# DOES? TBOL Shut you down?



## Jasper (Aug 18, 2008)

As I have said in a few threads... I am going to run a tbol cycle @ 50mg ed for 6 wks...

Can anyone who has run it as a stand alone oral mention any sides they have had...

Would also like to know how bad if at all, Tbol shuts you down

I know sides are mild just want to know what to look out for

Thanks guys


----------



## genesis (Jul 4, 2006)

Yes it does, do a pct, sides cramps, and sore joints


----------



## Andy Dee (Jun 1, 2008)

yes, all steroids and anything that replaces testosterone will shut you down


----------



## 3752 (Jan 7, 2005)

any steroid taken in high enough doses to cause muscle growth will suppress your HPTA any one who says different is an idiot


----------



## MXD (Jan 23, 2008)

lol ^ well said. Its shocking how many people do not know this, I'm talking big and lean guys with years of cycle history that will flat out state that any amount of winny will never shut you down but test will in an instant..


----------



## Guest (Aug 23, 2008)

MXD said:


> lol ^ well said. Its shocking how many people do not know this, I'm talking big and lean guys with years of cycle history that will flat out state that any amount of winny will never shut you down but test will in an instant..

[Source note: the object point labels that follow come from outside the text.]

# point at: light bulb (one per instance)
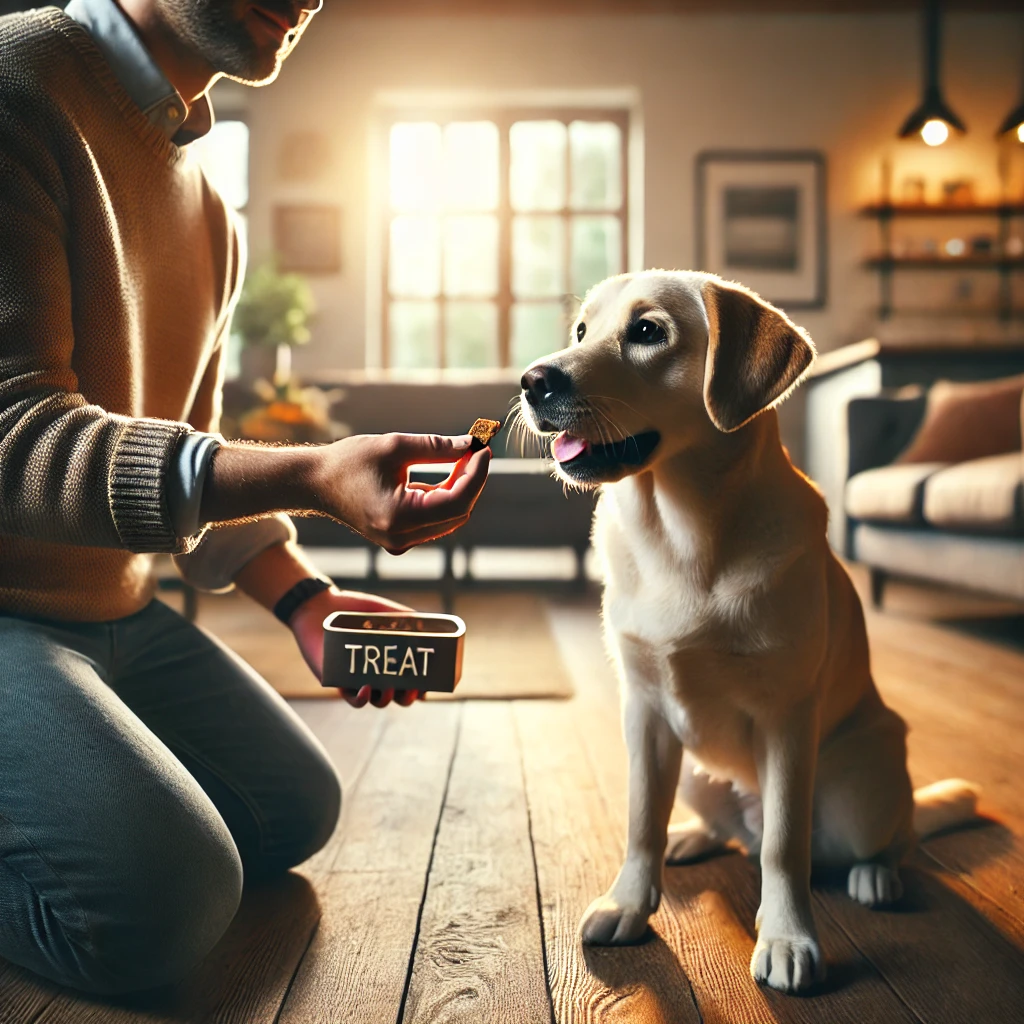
(935, 132)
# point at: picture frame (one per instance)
(761, 220)
(307, 238)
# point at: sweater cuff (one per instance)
(138, 485)
(225, 551)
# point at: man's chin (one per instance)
(259, 70)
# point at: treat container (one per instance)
(392, 650)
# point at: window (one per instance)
(223, 155)
(493, 226)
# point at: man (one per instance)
(143, 768)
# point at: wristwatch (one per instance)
(299, 594)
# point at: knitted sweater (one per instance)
(119, 266)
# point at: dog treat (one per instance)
(483, 432)
(416, 650)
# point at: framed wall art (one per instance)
(761, 220)
(307, 238)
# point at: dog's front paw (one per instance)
(790, 964)
(612, 922)
(873, 885)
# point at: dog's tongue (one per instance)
(565, 448)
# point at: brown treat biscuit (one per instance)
(483, 431)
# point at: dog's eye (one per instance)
(646, 333)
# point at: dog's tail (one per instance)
(944, 805)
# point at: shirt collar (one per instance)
(116, 38)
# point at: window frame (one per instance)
(504, 117)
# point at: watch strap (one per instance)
(288, 604)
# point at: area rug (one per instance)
(510, 651)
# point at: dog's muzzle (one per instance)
(545, 387)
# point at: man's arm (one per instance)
(70, 471)
(361, 481)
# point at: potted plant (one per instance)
(272, 314)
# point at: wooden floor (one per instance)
(474, 835)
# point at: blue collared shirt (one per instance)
(148, 88)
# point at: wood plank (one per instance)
(578, 851)
(23, 994)
(479, 957)
(349, 735)
(371, 889)
(966, 721)
(946, 962)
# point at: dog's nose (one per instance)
(545, 382)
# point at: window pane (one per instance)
(597, 165)
(538, 257)
(223, 155)
(471, 255)
(597, 249)
(415, 257)
(471, 334)
(537, 151)
(413, 336)
(471, 165)
(538, 328)
(416, 166)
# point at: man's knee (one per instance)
(306, 822)
(150, 939)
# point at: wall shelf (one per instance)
(887, 262)
(945, 262)
(884, 210)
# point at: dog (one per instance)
(737, 635)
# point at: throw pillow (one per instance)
(966, 421)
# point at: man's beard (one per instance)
(220, 37)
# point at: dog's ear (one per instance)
(756, 354)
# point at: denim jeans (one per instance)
(144, 771)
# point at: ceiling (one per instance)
(499, 7)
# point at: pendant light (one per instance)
(933, 119)
(1014, 122)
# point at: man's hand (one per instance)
(364, 481)
(307, 625)
(361, 480)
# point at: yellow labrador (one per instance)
(737, 635)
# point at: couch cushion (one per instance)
(890, 494)
(969, 421)
(981, 495)
(988, 564)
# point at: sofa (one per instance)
(935, 485)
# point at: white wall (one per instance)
(837, 83)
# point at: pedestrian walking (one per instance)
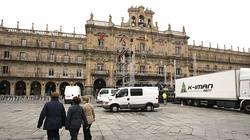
(90, 114)
(54, 114)
(165, 96)
(75, 118)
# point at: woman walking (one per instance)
(54, 114)
(75, 118)
(90, 114)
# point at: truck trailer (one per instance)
(228, 89)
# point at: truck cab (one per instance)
(134, 98)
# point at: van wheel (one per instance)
(149, 108)
(114, 108)
(246, 107)
(196, 103)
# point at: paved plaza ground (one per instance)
(172, 122)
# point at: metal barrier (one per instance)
(25, 99)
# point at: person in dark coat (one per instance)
(54, 114)
(75, 118)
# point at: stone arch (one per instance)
(81, 86)
(119, 83)
(50, 87)
(4, 87)
(133, 21)
(98, 84)
(20, 88)
(35, 88)
(62, 88)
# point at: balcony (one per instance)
(24, 74)
(42, 59)
(100, 72)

 Once you inject test yes you will be shut down for certain, however, winstrol or any other oral taken at certain times per day such as at breakfast or pre work out in low doses will have minimal effect on the hpta because it is not active 24/7.

This is where the 10mg dbol bridge comes in, all the people who use legal steriod compounds using the pulse method(use only on training days).

Certaintly it will have some sort of shut down but it is nothing compared to coming off a 16 week course of tren and test.

My opinion on a 50mg tbol cycle? Absalute rubbish, tbol is questionable at best IMO. If i was going to mess around and not bother doing a real cycle i would do some thing like 10mg dbol pre work out, would i ever do that? No chance total waste of time IMO just as is the tbol cycle. Get on a nice solid 12 week course of test at a dose of 500mg and change your body completely not just mess around.


----------



## wezke (Aug 23, 2008)

Tbol for 6 weeks at 60mgs gave me reasonable gains

sides cramps litle acne and litle bloat


----------



## 3752 (Jan 7, 2005)

Guys there are two things here

1 - shutdown

2 - Suppression

Both the above are brought on by steroid use many steroids will suppress the HPTA at the start then slowly shut it down as the length of cycle becomes longer,,,

Con i rarely disagree with you but this method you are talking about y taking certain steroids at certain times to prevent any effect on the HPTA is pure hogwash mate any steroid taken in sufficient dose to cause muscle growth with shut the HPTA down over time....and lets face it if the amount taken will not cause muscle growth then whats the point?

Nearly all of the threads on this and other boards i have seen where they preach the usefulness of bridging and the fact it does not effect the HPTA make this assumption by how they feel not one of these threads have backed up their assumptions with blood tests to show no effect or little effect on the HPTA and until that happens i will continue to believe those guys are kidding themselves....


----------



## Guest (Aug 23, 2008)

Pscarb said:


> Con i rarely disagree with you but this method you are talking about y taking certain steroids at certain times to prevent any effect on the HPTA is pure hogwash mate any steroid taken in sufficient dose to cause muscle growth with shut the HPTA down over time....and lets face it if the amount taken will not cause muscle growth then whats the point?
> 
> Nearly all of the threads on this and other boards i have seen where they preach the usefulness of bridging and the fact it does not effect the HPTA make this assumption by how they feel not one of these threads have backed up their assumptions with blood tests to show no effect or little effect on the HPTA and until that happens i will continue to believe those guys are kidding themselves....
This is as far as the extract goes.